Being a journalist can make you get to go to places you've never been before – and if you go with an open mind you can learn a lot. Povich said she learned that lesson from her own experience of a 22-year-old Northern girl who faced culture shock when she began her professional journalism career in the Deep South state of Mississippi.

Povich said that an insatiable sense of curiosity is one of the most essential traits for journalists. Many practical skills, like putting sentences together, can be taught, she said, but curiosity cannot be taught. And if journalists are not curious about the world, they can never be good journalists, she added. A good journalist must learn about things that they didn't know existed beforehand.

"You can't teach curiosity," Povich told the students.

In addition to curiosity, people skills are important for reporters. Another vital trait is the ability to work under pressure because journalists sometimes need to "do the impossible" to meet deadlines, she noted.

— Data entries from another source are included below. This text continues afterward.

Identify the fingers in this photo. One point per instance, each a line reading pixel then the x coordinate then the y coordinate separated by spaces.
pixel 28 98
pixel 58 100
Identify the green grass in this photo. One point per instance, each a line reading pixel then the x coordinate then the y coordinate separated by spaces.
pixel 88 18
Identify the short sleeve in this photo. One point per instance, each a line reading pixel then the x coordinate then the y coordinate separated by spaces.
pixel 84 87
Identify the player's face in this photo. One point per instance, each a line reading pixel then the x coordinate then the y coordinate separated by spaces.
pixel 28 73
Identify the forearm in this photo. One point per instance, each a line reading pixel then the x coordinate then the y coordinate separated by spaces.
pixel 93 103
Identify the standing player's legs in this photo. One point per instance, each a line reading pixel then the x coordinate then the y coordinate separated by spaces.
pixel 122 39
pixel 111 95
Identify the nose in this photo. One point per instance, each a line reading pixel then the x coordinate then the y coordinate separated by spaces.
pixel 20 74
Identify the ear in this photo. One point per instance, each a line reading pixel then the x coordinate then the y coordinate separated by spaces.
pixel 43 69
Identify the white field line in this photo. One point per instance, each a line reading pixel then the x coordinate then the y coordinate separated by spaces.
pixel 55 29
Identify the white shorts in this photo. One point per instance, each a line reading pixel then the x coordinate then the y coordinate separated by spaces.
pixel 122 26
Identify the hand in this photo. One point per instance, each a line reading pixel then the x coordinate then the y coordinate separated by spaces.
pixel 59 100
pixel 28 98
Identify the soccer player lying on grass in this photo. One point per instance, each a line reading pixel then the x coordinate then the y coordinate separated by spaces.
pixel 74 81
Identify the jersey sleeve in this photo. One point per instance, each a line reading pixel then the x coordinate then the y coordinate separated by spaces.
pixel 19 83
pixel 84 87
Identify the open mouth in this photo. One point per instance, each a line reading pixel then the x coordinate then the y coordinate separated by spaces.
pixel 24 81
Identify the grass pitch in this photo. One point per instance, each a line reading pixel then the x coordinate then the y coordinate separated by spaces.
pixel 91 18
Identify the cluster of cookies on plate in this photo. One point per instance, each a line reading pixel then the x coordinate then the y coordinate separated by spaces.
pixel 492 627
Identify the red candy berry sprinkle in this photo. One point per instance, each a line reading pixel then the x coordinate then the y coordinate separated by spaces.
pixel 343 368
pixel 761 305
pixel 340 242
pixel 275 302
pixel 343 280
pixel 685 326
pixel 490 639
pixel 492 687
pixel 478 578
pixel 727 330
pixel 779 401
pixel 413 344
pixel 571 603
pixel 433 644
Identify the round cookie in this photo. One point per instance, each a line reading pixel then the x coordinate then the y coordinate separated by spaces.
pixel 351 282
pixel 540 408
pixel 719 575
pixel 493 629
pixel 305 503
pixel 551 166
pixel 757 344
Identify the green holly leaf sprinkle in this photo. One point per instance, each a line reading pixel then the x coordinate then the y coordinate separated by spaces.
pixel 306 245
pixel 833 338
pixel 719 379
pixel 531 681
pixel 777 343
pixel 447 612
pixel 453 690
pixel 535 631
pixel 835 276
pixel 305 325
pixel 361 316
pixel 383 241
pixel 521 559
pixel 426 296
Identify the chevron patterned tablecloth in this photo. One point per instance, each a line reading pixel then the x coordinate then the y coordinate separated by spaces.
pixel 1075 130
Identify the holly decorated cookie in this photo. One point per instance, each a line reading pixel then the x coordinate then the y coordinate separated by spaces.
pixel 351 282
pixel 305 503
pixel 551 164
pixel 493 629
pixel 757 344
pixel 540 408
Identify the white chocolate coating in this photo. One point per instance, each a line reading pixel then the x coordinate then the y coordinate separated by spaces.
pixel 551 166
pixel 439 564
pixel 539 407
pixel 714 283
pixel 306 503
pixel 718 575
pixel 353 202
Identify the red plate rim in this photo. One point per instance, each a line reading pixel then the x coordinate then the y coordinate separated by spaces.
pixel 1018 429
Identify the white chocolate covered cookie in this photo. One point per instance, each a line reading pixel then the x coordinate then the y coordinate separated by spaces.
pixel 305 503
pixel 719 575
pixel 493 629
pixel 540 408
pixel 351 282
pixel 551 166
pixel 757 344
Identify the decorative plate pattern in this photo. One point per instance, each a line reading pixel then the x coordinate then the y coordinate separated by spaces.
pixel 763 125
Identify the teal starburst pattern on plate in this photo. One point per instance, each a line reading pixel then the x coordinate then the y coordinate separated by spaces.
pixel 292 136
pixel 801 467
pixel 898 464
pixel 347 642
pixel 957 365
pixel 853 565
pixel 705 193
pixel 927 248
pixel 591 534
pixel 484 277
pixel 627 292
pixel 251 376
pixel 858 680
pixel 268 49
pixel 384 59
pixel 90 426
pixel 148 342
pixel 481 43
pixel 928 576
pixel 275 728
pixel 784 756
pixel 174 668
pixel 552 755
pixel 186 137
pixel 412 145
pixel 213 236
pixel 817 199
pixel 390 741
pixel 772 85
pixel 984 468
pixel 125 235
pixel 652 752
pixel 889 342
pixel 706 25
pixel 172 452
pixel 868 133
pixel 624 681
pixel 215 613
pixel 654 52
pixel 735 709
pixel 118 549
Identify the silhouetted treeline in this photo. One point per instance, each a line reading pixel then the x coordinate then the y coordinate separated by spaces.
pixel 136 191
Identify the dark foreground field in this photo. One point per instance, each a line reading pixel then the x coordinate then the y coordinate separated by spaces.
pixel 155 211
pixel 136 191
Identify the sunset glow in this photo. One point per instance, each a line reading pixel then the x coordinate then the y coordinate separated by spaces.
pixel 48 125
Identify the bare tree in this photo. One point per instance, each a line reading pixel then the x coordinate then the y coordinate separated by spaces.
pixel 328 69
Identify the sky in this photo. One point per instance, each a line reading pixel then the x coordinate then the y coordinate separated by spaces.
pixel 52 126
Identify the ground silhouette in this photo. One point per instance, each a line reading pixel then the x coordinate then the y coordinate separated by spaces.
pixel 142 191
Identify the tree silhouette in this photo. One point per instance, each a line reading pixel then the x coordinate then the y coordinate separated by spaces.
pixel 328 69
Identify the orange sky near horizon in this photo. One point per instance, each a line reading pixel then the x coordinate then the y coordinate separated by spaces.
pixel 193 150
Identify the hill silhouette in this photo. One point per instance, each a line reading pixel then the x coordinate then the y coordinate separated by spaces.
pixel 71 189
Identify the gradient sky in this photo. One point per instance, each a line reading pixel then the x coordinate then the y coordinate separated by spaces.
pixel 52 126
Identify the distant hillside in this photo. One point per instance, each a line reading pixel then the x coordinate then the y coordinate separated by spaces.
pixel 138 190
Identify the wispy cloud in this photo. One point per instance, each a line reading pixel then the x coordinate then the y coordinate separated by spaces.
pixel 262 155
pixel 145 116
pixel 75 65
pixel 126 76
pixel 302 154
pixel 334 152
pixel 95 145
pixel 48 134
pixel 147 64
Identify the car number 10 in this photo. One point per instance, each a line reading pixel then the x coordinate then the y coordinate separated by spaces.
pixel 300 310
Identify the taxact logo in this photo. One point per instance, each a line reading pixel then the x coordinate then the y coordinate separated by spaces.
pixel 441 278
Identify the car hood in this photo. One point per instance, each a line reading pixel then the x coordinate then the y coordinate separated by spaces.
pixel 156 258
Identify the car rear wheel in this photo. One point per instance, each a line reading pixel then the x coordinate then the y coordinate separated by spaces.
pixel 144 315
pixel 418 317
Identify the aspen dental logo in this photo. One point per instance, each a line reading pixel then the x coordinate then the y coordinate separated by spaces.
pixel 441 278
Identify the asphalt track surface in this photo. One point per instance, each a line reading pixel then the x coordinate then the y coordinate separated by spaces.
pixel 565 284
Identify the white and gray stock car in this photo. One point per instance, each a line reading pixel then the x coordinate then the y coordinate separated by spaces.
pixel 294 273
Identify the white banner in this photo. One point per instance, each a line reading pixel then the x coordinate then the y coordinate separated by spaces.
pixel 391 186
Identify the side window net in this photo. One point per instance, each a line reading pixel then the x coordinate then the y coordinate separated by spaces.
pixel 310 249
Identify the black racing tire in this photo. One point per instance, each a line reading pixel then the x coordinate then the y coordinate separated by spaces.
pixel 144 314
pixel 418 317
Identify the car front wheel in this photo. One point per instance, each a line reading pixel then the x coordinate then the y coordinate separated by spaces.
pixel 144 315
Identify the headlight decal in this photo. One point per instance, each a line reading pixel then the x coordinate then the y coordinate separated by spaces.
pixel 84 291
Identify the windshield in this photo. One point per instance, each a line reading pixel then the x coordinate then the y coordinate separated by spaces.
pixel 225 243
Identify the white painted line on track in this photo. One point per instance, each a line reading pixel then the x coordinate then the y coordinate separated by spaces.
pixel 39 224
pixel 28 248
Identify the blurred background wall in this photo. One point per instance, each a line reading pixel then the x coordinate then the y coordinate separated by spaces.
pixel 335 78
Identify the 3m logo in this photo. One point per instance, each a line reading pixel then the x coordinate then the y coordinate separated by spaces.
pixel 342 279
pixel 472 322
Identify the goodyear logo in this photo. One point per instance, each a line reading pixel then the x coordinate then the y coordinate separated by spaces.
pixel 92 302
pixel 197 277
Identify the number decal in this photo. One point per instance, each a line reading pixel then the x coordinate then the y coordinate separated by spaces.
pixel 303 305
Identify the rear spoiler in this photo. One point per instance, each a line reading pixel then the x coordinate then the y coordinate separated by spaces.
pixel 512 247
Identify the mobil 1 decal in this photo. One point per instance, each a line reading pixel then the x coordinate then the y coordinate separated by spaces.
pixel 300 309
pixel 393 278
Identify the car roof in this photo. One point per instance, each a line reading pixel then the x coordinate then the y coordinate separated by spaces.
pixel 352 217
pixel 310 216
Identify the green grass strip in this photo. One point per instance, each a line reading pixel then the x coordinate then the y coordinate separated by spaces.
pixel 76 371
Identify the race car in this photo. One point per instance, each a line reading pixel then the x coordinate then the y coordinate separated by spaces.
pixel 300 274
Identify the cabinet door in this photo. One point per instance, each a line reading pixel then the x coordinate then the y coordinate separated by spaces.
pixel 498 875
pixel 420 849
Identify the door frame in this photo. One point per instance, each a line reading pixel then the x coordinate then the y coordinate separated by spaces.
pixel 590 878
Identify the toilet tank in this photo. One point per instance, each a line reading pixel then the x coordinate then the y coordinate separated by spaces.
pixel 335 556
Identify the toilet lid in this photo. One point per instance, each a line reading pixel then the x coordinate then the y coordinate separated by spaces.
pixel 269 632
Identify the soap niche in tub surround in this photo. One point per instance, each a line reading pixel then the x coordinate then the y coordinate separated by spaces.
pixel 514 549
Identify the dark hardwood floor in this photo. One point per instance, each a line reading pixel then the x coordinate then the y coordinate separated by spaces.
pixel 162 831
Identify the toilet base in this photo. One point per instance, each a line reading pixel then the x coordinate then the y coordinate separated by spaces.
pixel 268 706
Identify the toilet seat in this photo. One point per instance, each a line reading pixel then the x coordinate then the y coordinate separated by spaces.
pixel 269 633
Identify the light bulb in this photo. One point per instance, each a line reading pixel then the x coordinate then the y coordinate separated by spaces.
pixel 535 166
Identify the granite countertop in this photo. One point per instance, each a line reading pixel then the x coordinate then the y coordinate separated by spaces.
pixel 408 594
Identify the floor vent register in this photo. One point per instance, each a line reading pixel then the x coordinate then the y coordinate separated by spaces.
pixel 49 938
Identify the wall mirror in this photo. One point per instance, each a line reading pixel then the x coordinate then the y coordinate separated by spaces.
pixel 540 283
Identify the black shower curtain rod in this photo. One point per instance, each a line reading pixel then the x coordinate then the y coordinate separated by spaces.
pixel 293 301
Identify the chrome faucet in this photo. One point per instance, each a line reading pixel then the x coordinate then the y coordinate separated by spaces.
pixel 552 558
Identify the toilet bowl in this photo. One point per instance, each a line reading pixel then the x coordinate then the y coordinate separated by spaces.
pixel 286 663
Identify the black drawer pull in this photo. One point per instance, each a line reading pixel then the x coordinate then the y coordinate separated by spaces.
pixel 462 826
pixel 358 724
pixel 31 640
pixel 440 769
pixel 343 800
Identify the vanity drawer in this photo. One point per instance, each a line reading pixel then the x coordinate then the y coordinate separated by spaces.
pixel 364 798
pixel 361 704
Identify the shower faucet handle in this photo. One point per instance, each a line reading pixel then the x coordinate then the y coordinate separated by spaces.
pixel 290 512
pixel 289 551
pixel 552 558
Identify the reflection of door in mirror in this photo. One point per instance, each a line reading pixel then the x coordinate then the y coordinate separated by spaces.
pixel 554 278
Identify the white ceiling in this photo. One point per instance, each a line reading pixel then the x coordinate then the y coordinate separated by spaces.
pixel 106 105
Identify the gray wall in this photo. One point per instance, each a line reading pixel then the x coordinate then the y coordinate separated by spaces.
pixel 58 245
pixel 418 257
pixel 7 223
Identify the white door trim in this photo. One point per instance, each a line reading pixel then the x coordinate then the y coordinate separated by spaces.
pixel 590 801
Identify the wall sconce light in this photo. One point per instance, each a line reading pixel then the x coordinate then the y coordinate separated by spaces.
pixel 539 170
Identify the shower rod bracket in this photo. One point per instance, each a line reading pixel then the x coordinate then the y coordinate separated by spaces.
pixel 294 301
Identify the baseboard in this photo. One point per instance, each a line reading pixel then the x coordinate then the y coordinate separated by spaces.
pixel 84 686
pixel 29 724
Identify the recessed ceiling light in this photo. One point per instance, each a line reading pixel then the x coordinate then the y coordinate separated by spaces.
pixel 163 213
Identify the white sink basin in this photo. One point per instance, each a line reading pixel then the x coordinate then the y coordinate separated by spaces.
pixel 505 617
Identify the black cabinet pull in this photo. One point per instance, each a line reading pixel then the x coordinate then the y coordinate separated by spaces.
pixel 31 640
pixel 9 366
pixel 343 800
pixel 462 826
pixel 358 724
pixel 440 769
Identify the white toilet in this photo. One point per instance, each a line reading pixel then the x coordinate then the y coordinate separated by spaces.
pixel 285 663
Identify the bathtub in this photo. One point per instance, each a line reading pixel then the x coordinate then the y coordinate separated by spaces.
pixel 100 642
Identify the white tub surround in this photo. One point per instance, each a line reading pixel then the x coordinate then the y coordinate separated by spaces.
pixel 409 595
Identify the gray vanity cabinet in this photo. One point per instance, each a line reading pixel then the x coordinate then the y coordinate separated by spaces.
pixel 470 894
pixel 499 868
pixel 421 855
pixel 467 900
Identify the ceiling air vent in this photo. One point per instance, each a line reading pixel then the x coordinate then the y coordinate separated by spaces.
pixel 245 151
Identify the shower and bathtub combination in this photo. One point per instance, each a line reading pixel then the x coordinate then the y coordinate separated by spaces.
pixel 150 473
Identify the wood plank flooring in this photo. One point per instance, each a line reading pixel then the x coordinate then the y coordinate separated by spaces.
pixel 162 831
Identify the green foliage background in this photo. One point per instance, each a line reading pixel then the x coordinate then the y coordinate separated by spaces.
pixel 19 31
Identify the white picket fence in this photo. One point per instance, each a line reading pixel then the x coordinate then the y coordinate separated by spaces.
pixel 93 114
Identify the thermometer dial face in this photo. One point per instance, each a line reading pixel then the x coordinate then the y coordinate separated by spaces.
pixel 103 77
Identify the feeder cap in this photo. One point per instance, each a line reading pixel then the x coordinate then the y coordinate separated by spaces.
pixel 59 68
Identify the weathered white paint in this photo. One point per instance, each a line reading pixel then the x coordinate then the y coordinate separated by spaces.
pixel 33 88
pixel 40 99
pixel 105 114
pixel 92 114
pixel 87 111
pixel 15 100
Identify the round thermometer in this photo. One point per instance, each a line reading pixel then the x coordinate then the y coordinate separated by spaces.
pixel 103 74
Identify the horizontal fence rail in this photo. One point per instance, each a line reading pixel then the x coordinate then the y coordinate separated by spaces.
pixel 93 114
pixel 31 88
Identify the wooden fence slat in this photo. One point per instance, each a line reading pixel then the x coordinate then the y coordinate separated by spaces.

The journalism industry is undergoing major changes, Povich said, and many traditional news outlets are reducing staff size. One growth area, however, is business reporting. Povich encouraged aspiring journalists to take advantage of available job opportunities. But she told them not to be intimidated by all the numbers they encounter in their economic reporting.

“Numbers are just numbers,” she said.

Povich shared the best advice she ever received about reporting on budgets: Budgets are not about math but about politics. Money tells the story and that's what business reporters have to remember where entities decide to put their money is extremely telling about what they think is important.

Professor Rick Dunham, the host of the lecture, shared eight newsroom problems faced by young journalists, including demanding schedules and low pay. Povich agreed that “he is absolutely right about not doing it for the money.”

The lecture also included tips on reporting, interviewing, structuring stories, and how to put together news stories from idea to publication.